Interdependence mode: the close relationships of people and their purpose, structure and development individually and in groups and the adaptation potential of these relationships.

Generalizability and Accessibility of the Roy Adaptation Model

According to Chinn and Kramer (2004), the generality of a theory refers to its breadth of scope and purpose. Furthermore, a theory that contains extensive concepts will include more ideas with fewer words than the one that contains very narrow concepts. The RAM includes the concepts of nursing, person, health-illness, environment, adaptation, and nursing activities. It also includes two subconcepts (regulator and cognator) and four effectors: physiological, self-concepts, role function, and interdependence. The cognator manages processes that are related to brain functions such as perception, judgment, learning, and emotion. On the other hand, the regulator works primarily through the use of the autonomic nervous system in making physiologic adjustments (Roy, 1976). The regulator and cognator are coping subsystems that allow clients to adapt and make necessary changes when dealing with stress (Roy & Andrews, 1999). Roy (1984) defines her model as drawn from multiple middle range theories for use in nursing. The Roy Adaptation Model can be used for other theory building and testing in studying smaller ranges of phenomena because of its broad scope. Roy’s model is genralizable to use in a variety of clinical areas including both inpatient and outpatient settings, but this model is limited in scope because it mainly addresses the concept of person-environment adaptation and focuses primarily on the patient. (Marriner-Tomey & Alligood, 2006).

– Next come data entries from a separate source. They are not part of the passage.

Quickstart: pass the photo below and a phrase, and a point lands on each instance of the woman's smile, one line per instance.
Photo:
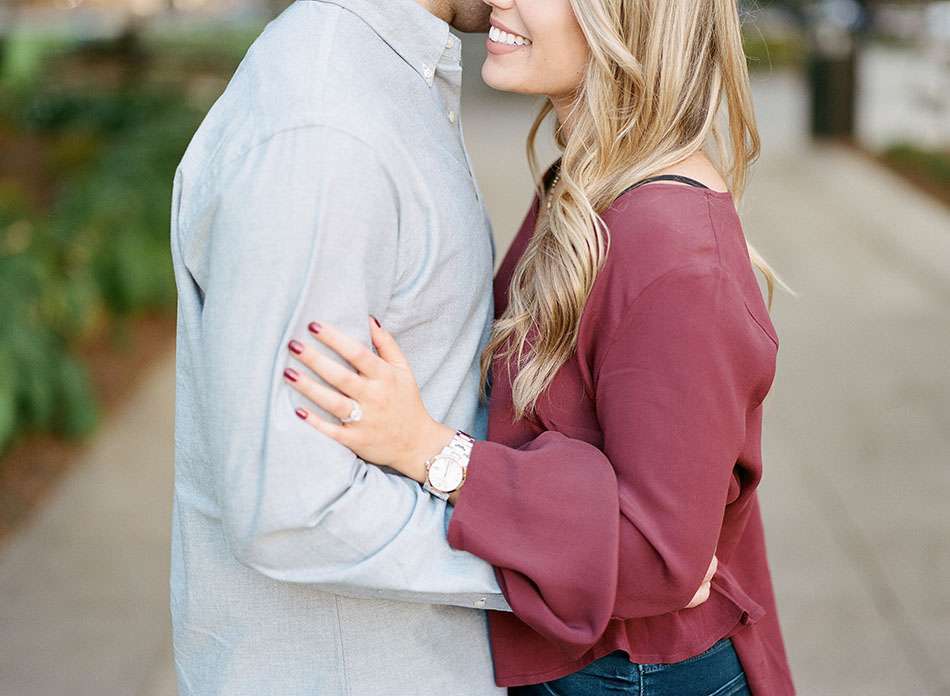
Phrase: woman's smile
(501, 40)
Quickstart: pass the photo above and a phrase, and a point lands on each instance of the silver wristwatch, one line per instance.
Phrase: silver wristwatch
(445, 472)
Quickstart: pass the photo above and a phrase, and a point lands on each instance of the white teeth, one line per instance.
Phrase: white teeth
(499, 36)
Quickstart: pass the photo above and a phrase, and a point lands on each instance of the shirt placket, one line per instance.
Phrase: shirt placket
(448, 80)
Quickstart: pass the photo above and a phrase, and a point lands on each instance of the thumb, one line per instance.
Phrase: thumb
(386, 346)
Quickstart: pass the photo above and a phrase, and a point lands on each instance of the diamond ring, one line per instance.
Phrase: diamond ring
(356, 414)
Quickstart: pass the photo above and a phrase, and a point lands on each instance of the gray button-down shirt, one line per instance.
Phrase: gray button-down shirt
(328, 182)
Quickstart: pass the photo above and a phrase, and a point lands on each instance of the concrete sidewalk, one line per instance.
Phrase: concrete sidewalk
(857, 432)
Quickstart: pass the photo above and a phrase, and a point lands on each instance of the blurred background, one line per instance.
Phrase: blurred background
(849, 202)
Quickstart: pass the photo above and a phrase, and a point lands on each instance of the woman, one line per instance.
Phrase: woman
(631, 354)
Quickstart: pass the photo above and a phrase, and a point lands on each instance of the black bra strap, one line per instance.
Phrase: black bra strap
(667, 177)
(552, 172)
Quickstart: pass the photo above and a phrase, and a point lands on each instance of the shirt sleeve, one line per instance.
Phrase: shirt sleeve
(306, 228)
(574, 545)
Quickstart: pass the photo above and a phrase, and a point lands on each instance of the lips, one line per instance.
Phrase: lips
(500, 33)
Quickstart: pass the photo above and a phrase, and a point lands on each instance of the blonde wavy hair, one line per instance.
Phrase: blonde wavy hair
(664, 78)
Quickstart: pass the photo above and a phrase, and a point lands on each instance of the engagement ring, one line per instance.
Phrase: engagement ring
(355, 415)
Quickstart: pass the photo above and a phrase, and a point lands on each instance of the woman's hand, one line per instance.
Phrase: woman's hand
(395, 429)
(702, 594)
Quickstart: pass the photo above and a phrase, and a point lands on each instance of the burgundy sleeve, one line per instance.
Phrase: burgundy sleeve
(673, 389)
(546, 517)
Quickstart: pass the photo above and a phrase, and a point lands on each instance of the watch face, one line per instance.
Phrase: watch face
(446, 473)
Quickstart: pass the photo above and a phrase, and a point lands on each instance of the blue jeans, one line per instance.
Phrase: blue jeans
(713, 672)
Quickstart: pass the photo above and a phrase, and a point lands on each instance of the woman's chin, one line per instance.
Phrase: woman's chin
(500, 79)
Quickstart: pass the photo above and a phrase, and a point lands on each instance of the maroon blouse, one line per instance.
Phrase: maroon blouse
(601, 516)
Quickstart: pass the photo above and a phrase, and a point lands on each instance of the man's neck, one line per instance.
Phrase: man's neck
(442, 9)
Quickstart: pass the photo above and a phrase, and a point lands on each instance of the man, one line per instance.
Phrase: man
(329, 180)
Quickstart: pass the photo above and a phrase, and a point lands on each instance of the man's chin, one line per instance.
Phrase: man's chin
(473, 20)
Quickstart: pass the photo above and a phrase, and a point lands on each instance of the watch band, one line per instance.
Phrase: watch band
(459, 448)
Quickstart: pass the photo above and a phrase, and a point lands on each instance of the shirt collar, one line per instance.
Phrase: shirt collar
(418, 36)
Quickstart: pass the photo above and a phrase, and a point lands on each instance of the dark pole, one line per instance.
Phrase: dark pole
(833, 39)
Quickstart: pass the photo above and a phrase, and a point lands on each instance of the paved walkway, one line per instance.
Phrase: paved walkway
(856, 438)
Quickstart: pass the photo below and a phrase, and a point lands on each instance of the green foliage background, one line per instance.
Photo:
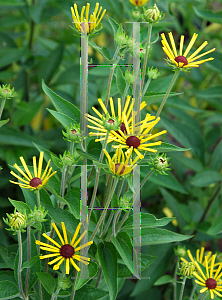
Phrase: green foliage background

The Impact of the Model on Nursing

The RAM has been used broadly to guide practice and to organize nursing education. A distinct advantage of the theories generated from Roy’s model is their extensive scope. These theories are applicable to all clinical settings in nursing practice. Several quantity and quality of literatures suggesting the Roy model are significant and helpful to those who want to discover more about the model and its relationship to the practice of nursing. Because of the model’s usefulness, the RAM was adopted as a component of nursing of the curricular framework of such widely diverse college and department of nursing as Mount Saint Mary’s College Department of Nursing, the University of Texas at Austin School of Nursing, Boston College School of Nursing, and the nurse practitioner program at the University of Miami in Florida (Phillips, 2002). The RAM has also been implemented around the globe to provide students and health care professionals alike the fundamental of nursing practice, help them to generate further knowledge and designate in which direction nursing should develop in the future.